6. The genome assembly method according to claim 1, wherein the constructing the distributed gene map based on each sorted gene subsequence comprises:

merging the same sorted gene subsequence, and counting a frequency of each sorted gene subsequence;

determining each target sorted gene subsequence whose frequency exceeds a preset frequency threshold; and

taking each target sorted gene subsequence as an edge of the distributed gene map, and using a sequence whose prefix length is the first segmentation value in each target sorted gene subsequence as a vertex of the distributed gene map.

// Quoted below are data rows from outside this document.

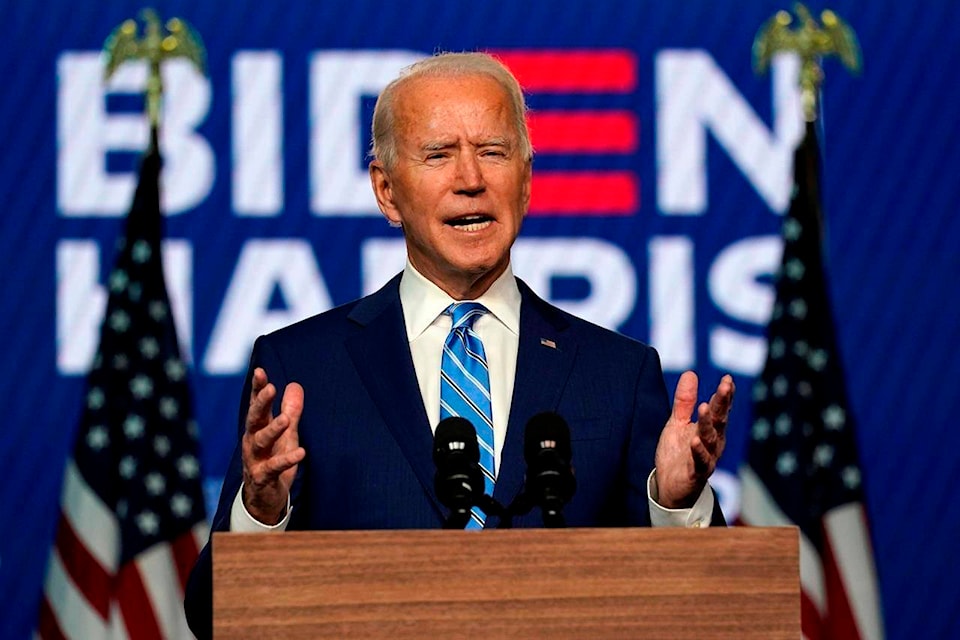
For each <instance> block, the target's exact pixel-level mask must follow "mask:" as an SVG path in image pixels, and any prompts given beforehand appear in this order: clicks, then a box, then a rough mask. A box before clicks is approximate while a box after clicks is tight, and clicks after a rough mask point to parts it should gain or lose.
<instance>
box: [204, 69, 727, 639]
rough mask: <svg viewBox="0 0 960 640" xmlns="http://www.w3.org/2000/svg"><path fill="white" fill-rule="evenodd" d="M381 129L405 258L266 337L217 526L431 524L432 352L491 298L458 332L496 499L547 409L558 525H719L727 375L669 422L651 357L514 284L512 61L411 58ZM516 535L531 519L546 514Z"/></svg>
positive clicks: (398, 84)
mask: <svg viewBox="0 0 960 640" xmlns="http://www.w3.org/2000/svg"><path fill="white" fill-rule="evenodd" d="M373 137H374V148H373V155H374V158H375V159H374V160H373V161H372V162H371V163H370V179H371V183H372V186H373V190H374V192H375V194H376V197H377V202H378V204H379V207H380V209H381V211H382V212H383V215H384V216H385V217H386V218H387V220H388V221H389V222H390V223H391V224H392V225H395V226H399V227H401V228H402V229H403V234H404V239H405V241H406V247H407V265H406V267H405V269H404V271H403V273H402V274H401V275H400V276H398V277H396V278H394V279H393V280H392V281H391V282H390V283H388V284H387V285H386V286H384V288H383V289H381V290H380V291H378V292H376V293H374V294H372V295H370V296H367V297H366V298H363V299H361V300H358V301H355V302H353V303H350V304H347V305H345V306H343V307H339V308H337V309H333V310H331V311H329V312H326V313H324V314H321V315H319V316H315V317H313V318H310V319H308V320H305V321H303V322H300V323H297V324H295V325H292V326H290V327H287V328H285V329H282V330H280V331H278V332H275V333H273V334H270V335H268V336H263V337H261V338H260V339H258V341H257V343H256V345H255V346H254V351H253V355H252V358H251V364H250V374H249V375H248V376H247V379H246V386H245V389H244V395H243V398H244V401H243V402H242V406H241V409H240V430H241V433H240V443H239V445H238V451H237V452H236V454H235V455H234V459H233V461H232V463H231V465H230V469H229V471H228V474H227V477H226V479H225V480H224V486H223V491H222V494H221V499H220V507H219V509H218V511H217V514H216V517H215V519H214V527H213V528H214V530H220V531H222V530H227V529H229V530H234V531H255V530H276V529H280V530H282V529H288V528H297V529H364V528H367V529H379V528H436V527H439V526H440V525H441V524H442V522H443V519H444V516H445V515H446V513H445V509H444V508H443V507H442V505H441V504H440V502H439V501H438V499H437V497H436V495H435V493H434V488H433V476H434V466H433V462H432V460H431V451H432V430H433V429H435V428H436V425H437V424H438V422H439V421H440V418H441V417H442V416H443V415H445V414H447V413H451V405H450V401H448V400H447V399H445V398H446V397H447V396H445V393H450V391H449V387H450V385H451V381H450V378H449V374H448V373H447V370H446V369H445V367H446V366H447V360H446V358H447V357H448V356H447V355H444V353H445V352H446V351H447V350H448V348H451V349H452V348H453V347H450V344H451V343H449V342H448V338H449V337H450V336H451V335H452V333H453V332H451V326H452V325H453V324H454V321H453V320H452V319H451V317H450V315H448V314H449V313H454V314H455V313H456V312H455V311H452V310H451V309H452V308H451V305H452V304H453V303H456V302H458V301H476V302H478V303H480V304H482V305H483V307H482V308H480V309H479V311H478V313H477V316H478V317H477V318H476V319H475V320H474V321H473V325H472V327H471V328H470V329H468V330H467V333H468V334H470V333H471V331H472V334H471V335H470V339H471V340H472V339H476V340H477V343H476V345H475V347H472V348H473V349H474V350H475V351H477V350H479V351H481V352H482V356H483V363H484V368H485V370H486V371H487V372H488V374H489V375H488V377H489V380H488V381H487V380H486V379H484V380H483V381H482V382H483V384H480V385H479V386H480V387H483V388H486V387H487V386H488V387H489V390H488V392H487V391H484V392H483V394H482V395H484V396H486V397H488V398H489V406H488V407H487V408H486V409H485V411H486V414H484V415H487V414H488V415H487V417H483V415H481V417H480V418H479V421H481V422H486V423H488V424H489V426H491V429H490V431H491V433H490V434H489V435H488V436H486V437H489V438H490V439H491V442H489V450H490V457H489V462H488V463H487V464H489V465H491V466H492V469H490V470H489V472H488V473H489V475H490V477H491V485H490V486H492V488H493V491H494V494H493V495H494V497H495V498H496V499H497V500H498V502H500V503H501V504H509V503H510V502H511V501H512V500H513V499H514V498H515V497H516V496H517V495H518V494H519V493H520V491H521V489H522V484H523V473H524V464H523V458H522V449H523V446H522V445H523V430H524V425H525V424H526V423H527V421H528V420H529V419H530V418H531V417H532V416H534V415H536V414H538V413H540V412H543V411H555V412H557V413H558V414H560V415H561V416H563V417H564V418H565V419H566V421H567V422H568V423H569V425H570V431H571V439H572V441H573V442H572V445H573V465H574V467H575V469H576V478H577V484H578V487H577V492H576V494H575V495H574V496H573V498H572V500H571V501H570V503H569V504H568V505H567V507H566V509H565V516H566V520H567V523H568V525H570V526H625V525H627V526H644V525H650V524H654V525H664V524H677V525H681V526H682V525H687V526H701V525H703V526H706V525H707V524H709V523H710V522H711V520H712V521H713V522H714V523H717V524H722V523H723V518H722V515H721V514H720V513H719V509H718V508H717V505H716V501H715V499H714V496H713V493H712V491H711V489H710V488H709V486H708V485H707V478H708V477H709V475H710V474H711V473H712V472H713V470H714V468H715V467H716V463H717V460H718V458H719V457H720V454H721V453H722V451H723V447H724V428H725V426H726V423H727V415H728V412H729V410H730V405H731V402H732V398H733V391H734V385H733V380H732V379H731V378H730V377H729V376H724V378H723V380H721V382H720V385H719V387H718V389H717V392H716V393H715V394H714V395H713V396H712V398H711V399H710V402H709V403H703V404H701V405H700V406H699V407H698V408H697V413H698V422H697V423H694V422H691V420H690V418H691V415H692V413H693V411H694V409H695V406H696V404H697V380H696V376H695V375H694V374H693V373H691V372H688V373H685V374H684V375H683V376H682V377H681V379H680V382H679V384H678V386H677V390H676V394H675V400H674V405H673V412H672V414H671V413H670V411H669V406H668V400H667V394H666V389H665V387H664V383H663V376H662V372H661V369H660V363H659V359H658V357H657V354H656V352H655V351H654V350H653V349H652V348H650V347H648V346H646V345H644V344H641V343H639V342H637V341H635V340H631V339H629V338H626V337H624V336H620V335H618V334H615V333H613V332H611V331H607V330H605V329H602V328H600V327H597V326H595V325H591V324H589V323H587V322H585V321H583V320H580V319H577V318H575V317H573V316H571V315H569V314H566V313H564V312H562V311H560V310H559V309H556V308H555V307H552V306H551V305H549V304H547V303H546V302H544V301H543V300H541V299H540V298H538V297H537V296H536V295H535V294H534V293H533V292H532V291H531V290H530V289H529V288H528V287H526V285H524V284H523V283H522V282H521V281H519V280H517V279H516V278H514V277H513V274H512V272H511V269H510V248H511V246H512V245H513V242H514V240H515V239H516V237H517V234H518V233H519V231H520V226H521V223H522V221H523V217H524V215H525V214H526V211H527V207H528V204H529V201H530V184H531V163H532V149H531V147H530V142H529V136H528V133H527V129H526V124H525V106H524V103H523V96H522V93H521V91H520V87H519V85H518V84H517V82H516V80H515V79H514V78H513V76H512V75H511V74H510V73H509V71H507V70H506V69H505V68H504V67H503V66H502V65H501V64H500V63H498V62H497V61H495V60H494V59H493V58H490V57H489V56H486V55H483V54H445V55H440V56H436V57H433V58H431V59H428V60H425V61H423V62H421V63H418V64H416V65H414V66H413V67H411V68H410V69H408V70H407V71H406V73H404V74H402V75H401V77H400V78H398V79H397V80H395V81H394V82H393V83H391V84H390V85H389V86H388V87H387V88H386V89H385V90H384V92H383V93H382V94H381V96H380V98H379V100H378V102H377V106H376V109H375V112H374V122H373ZM457 322H460V321H459V320H458V321H457ZM468 348H471V347H468ZM482 375H483V377H484V378H486V377H487V373H486V372H485V373H483V374H482ZM474 382H476V380H474ZM280 390H283V391H282V396H281V394H280ZM278 400H279V401H280V402H279V411H277V409H278V407H277V406H276V404H277V401H278ZM481 413H483V412H481ZM475 426H476V425H475ZM480 437H481V446H482V447H483V446H484V442H483V437H484V436H480ZM481 462H482V464H483V461H481ZM654 467H655V468H656V471H654ZM473 520H474V521H475V522H473V523H472V524H473V525H474V526H476V527H484V528H491V527H495V526H497V524H498V523H499V522H498V518H497V517H496V516H495V515H489V516H486V515H485V514H482V513H480V514H475V515H474V518H473ZM514 526H539V514H537V513H532V514H530V515H528V516H525V517H521V518H519V519H517V520H515V521H514ZM209 553H210V552H209V544H208V545H207V548H205V550H204V552H203V553H202V554H201V559H200V561H199V562H198V566H197V568H196V569H195V570H194V573H193V575H192V576H191V584H190V586H189V587H188V595H187V605H186V606H187V613H188V619H190V621H191V626H192V628H193V629H194V630H195V632H197V634H198V636H205V635H207V634H208V633H209V629H210V595H209V589H210V571H211V569H210V555H209ZM255 561H256V560H255V559H251V562H255Z"/></svg>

7. The genome assembly method according to claim 1, wherein the traversing the distributed gene map in parallel to obtain each continuous gene sequence comprises:

finding and merging a simple path in the distributed gene map, wherein the simple path means that there is only one path between two vertices;

selecting a preset number of vertices and vertices with an in-degree or out-degree of 0 in the distributed gene map for coloring to obtain each colored vertex;

taking each colored vertex as a start point, performing depth-first traversal in parallel until remaining colored vertices are searched for, to obtain an intermediate path between every two colored vertices;

merging the intermediate path between the two colored vertices, and updating a weight between the two colored vertices to obtain a merged distributed gene map;

determining whether a scale of the merged distributed gene map meets a preset requirement;

in response to that the scale of the merged distributed gene map meets the preset requirement, performing single-point depth-first traversal on the merged distributed gene map to obtain each target traversal path, wherein the target traversal path is a path from a vertex with an in-degree of to a vertex with an out-degree of 0;

backtracking on each target traversal path based on each intermediate path to obtain each target specific path; and

determining each continuous gene sequence based on each target specific path.

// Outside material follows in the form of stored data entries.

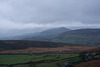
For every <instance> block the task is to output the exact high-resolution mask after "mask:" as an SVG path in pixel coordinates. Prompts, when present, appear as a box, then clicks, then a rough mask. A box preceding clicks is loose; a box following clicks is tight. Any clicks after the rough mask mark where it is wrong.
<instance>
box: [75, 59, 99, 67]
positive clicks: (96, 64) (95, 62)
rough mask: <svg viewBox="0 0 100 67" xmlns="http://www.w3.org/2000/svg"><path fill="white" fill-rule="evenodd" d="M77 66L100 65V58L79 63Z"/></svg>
mask: <svg viewBox="0 0 100 67" xmlns="http://www.w3.org/2000/svg"><path fill="white" fill-rule="evenodd" d="M76 67H100V59H97V60H92V61H88V62H83V63H81V64H78V65H77V66H76Z"/></svg>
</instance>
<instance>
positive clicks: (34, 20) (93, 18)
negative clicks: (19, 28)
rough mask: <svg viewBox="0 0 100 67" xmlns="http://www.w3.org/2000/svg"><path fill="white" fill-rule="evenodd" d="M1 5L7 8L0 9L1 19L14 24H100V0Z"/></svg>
mask: <svg viewBox="0 0 100 67" xmlns="http://www.w3.org/2000/svg"><path fill="white" fill-rule="evenodd" d="M1 3H3V4H5V8H2V9H1V8H0V10H2V11H0V14H1V17H2V18H4V19H5V20H6V19H7V20H9V21H12V22H14V23H25V24H26V23H35V24H44V26H45V24H52V23H55V24H65V26H66V25H67V24H69V23H73V24H75V23H76V24H77V22H80V23H82V24H85V25H86V26H87V24H90V25H91V24H100V19H99V18H100V13H99V12H100V4H99V3H100V0H4V1H3V2H1ZM5 10H6V11H5ZM79 25H80V24H79ZM75 26H76V25H75Z"/></svg>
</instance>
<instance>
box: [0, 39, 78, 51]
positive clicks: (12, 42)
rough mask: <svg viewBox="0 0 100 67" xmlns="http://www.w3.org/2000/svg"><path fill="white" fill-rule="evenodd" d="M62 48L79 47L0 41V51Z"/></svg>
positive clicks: (22, 42)
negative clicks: (44, 48)
mask: <svg viewBox="0 0 100 67" xmlns="http://www.w3.org/2000/svg"><path fill="white" fill-rule="evenodd" d="M64 46H79V45H78V44H68V43H55V42H42V41H29V40H2V41H0V50H1V51H2V50H17V49H26V48H32V47H34V48H36V47H37V48H56V47H64Z"/></svg>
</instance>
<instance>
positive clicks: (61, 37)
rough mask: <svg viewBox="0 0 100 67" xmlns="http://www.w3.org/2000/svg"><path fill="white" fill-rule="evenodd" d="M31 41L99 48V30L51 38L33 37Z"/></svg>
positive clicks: (81, 30)
mask: <svg viewBox="0 0 100 67" xmlns="http://www.w3.org/2000/svg"><path fill="white" fill-rule="evenodd" d="M32 40H36V41H51V42H61V43H74V44H84V45H96V46H100V29H78V30H71V31H67V32H64V33H61V34H58V35H53V36H44V37H43V36H42V37H34V38H33V39H32Z"/></svg>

8. The genome assembly method according to claim 1, wherein the filling and assembling each continuous gene sequence to obtain each target continuous gene sequence comprises:

aligning the gene short sequence with each continuous gene sequence; and

filling and assembling each continuous gene sequence based on the alignment result to obtain each target continuous gene sequence.

9. A vehicle-mounted device for genome assembly, comprising:

a memory;

a processor; and

a genome assembly program stored in the memory,

wherein when the genome assembly program is executed by the processor, the genome assembly method according to claim 1 is implemented.

10. A non-transitory computer-readable storage medium, wherein a genome assembly program is stored in the non-transitory computer-readable storage medium, and when the genome assembly program is executed by a processor, the genome assembly method according to claim 1 is implemented.